The research team conducted experiments on 15 five-month-old captive loggerhead turtles.

They placed each of the turtles into an isolated container where they would be exposed to the odor of four different items in random order: turtle food, clean plastic debris, deionized water, and plastic that was purposely exposed to a marine environment for five weeks so it would become coated with marine microbes.

The turtles were given roughly one minute inside the container before being exposed to the odor of the items. The airborne particles were supplied into the container through a pipe and a fan outside of the isolated tank for two minutes. Researchers observed the turtles' behavior for four minutes after being exposed to the odors.

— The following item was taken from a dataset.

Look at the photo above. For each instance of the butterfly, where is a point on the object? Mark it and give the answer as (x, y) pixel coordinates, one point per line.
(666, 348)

Results showed that turtles were attracted by the scent of turtle food and bio-fouled plastic equally. When exposed to these two items, turtles kept their nares above the water three times longer than they did when exposed to clean plastics and deionized water.

RUNDOWN SHOWS:
1. Loggerhead turtle swimming towards ocean plastic
2. Odors the loggerhead turtle is exposed to
3. Odor particles are funneled into pool where turtle is being contained
4. Turtle is attracted to ocean plastics and turtle food

VOICEOVER (in English):

"According to a report published in Current Biology, new evidence suggests that sea turtles are drawn to the smell of plastic debris found in the ocean."

"The research team conducted experiments on 15 five-month-old captive loggerhead turtles."

"They placed each of the turtles into an isolated container where they would be exposed to the odor of four different items in random order: turtle food, clean plastic debris, deionized water, and plastic that was purposely exposed to a marine environment for five weeks so it would become coated with marine microbes."

"The turtles were given roughly one minute inside the container before being exposed to the odor of the items. The airborne particles were supplied into the container through a pipe and a fan outside of the isolated tank for two minutes. Researchers observed the turtles' behavior for four minutes after being exposed to the odors."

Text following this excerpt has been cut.